-
Notifications
You must be signed in to change notification settings - Fork 2
Setting up: Spark cluster
The Spark cluster for this project consists of 1 master node and 8 worker nodes (i.e., 9 AWS EC2 instances). Before starting with this setup, it was helpful to create a personal list of cluster nodes' public* and private IPs for personal reference.
| Name | Instances | Description | Resource |
|---|---|---|---|
| 1 Master | m5.4xlarge | Handles resource allocation | 16 vCPUs, 64GB memory, 8GB storage |
| 8 Workers | m5.2xlarge | Run executors that do the work | 8 vCPUs, 32GB memory, 16GB storage (per node) |
These notes largely follow this great tutorial, with adjustments to my particular computing architecture.
[Note] My PostgreSQL database setup occurred on this same instance, with an additional volume added.
Create a security group for the cluster, and add all nodes to the group. The security settings should
- Allow nodes in the cluster to communicate with each other
- Allow nodes in the cluster to download from the Internet (for updating packages and such)
- Allow us to SSH into them to do installations
- Open ports 8080 (for the web UI) and 7071 (for the master)
| Type | Protocol | Port Range | Source | Description |
|---|---|---|---|---|
| Custom TCP Rule | TCP | 8080 | < your IP > | access Spark admin UI |
| All traffic | all | all | sg-xxx (security group ID) | for node X to talk to node Y |
| Custom TCP Rule | TCP | 7077 | < your IP > | Spark port |
| Custom TCP Rule | TCP | 4040 | < your IP > | Spark context web UI |
| SSH | TCP | 22 | < your IP > | SSH into machine |
| Type | Protocol | Port Range | Source | Description |
|---|---|---|---|---|
| All traffic | All | All | sg-xxx (security group ID) | for node X to receive data from node Y |
| All traffic | All | All | 0.0.0.0/0 | all download from external websites |
- Install Java 8 (the version supported by Spark 2.4.4) and Scala.
# update package list
sudo apt update
# install Java 8
sudo apt install openjdk-8-jre-headless
# confirm the version
java -version
# install scala
sudo apt install scala
# check the version
scala -version- Setup keyless SSH for easier communication with the workers, by running the following code on the master only.

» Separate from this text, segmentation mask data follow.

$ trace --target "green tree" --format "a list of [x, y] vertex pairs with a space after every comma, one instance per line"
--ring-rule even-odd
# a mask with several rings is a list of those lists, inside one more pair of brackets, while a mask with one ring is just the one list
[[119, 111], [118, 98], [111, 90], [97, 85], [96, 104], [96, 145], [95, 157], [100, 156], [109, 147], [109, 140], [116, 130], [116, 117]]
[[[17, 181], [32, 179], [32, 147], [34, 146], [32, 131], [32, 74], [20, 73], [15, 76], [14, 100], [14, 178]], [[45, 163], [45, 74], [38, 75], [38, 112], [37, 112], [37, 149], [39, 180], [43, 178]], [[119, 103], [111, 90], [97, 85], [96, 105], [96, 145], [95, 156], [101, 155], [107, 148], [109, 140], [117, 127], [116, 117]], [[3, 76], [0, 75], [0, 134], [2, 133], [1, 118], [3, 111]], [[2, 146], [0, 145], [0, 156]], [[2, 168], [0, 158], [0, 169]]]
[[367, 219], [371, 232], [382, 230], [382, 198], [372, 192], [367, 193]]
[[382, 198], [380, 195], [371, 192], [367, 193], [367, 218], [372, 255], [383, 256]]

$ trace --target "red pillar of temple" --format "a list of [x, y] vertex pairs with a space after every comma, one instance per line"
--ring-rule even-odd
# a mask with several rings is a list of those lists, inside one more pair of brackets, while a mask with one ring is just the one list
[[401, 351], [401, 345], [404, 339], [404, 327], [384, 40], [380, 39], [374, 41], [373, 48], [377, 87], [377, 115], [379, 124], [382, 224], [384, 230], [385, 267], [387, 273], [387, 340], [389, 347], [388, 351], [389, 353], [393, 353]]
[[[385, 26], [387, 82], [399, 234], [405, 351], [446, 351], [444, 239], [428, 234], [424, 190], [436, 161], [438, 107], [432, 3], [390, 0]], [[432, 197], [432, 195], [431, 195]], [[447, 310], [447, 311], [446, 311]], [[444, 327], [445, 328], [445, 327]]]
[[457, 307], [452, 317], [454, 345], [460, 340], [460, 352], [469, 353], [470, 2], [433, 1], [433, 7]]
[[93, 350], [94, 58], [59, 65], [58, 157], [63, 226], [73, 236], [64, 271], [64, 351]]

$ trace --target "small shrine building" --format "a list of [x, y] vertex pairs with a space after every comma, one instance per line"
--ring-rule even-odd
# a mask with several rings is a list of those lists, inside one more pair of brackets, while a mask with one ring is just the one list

sudo apt install openssh-server openssh-client
# create an RSA key pair
cd ~/.ssh
ssh-keygen -t rsa -P ""
# ...when asked for a file name, enter: id_rsa- Install Spark 2.4.4.
# download Spark
wget http://apache.claz.org/spark/spark-2.4.4/spark-2.4.4-bin-hadoop2.7.tgz
# extract the files
tar xvf spark-2.4.4-bin-hadoop2.7.tgz
# move the files
sudo mv spark-2.4.4-bin-hadoop2.7/ /usr/local/spark
# edit the file `~/.bash_profile` and add the following text:
export PATH=/usr/local/spark/bin:$PATH
# load the new configuration
source ~/.bash_profileThis process should be repeated for each worker node.
- Install Java 8 (version supported by Spark 2.4.4) and Scala.
# update package list
sudo apt update
# install Java 8
sudo apt install openjdk-8-jre-headless
# check the version
java -version
# install scala
sudo apt install scala
# check the version
scala -version- Complete setup of keyless SSH.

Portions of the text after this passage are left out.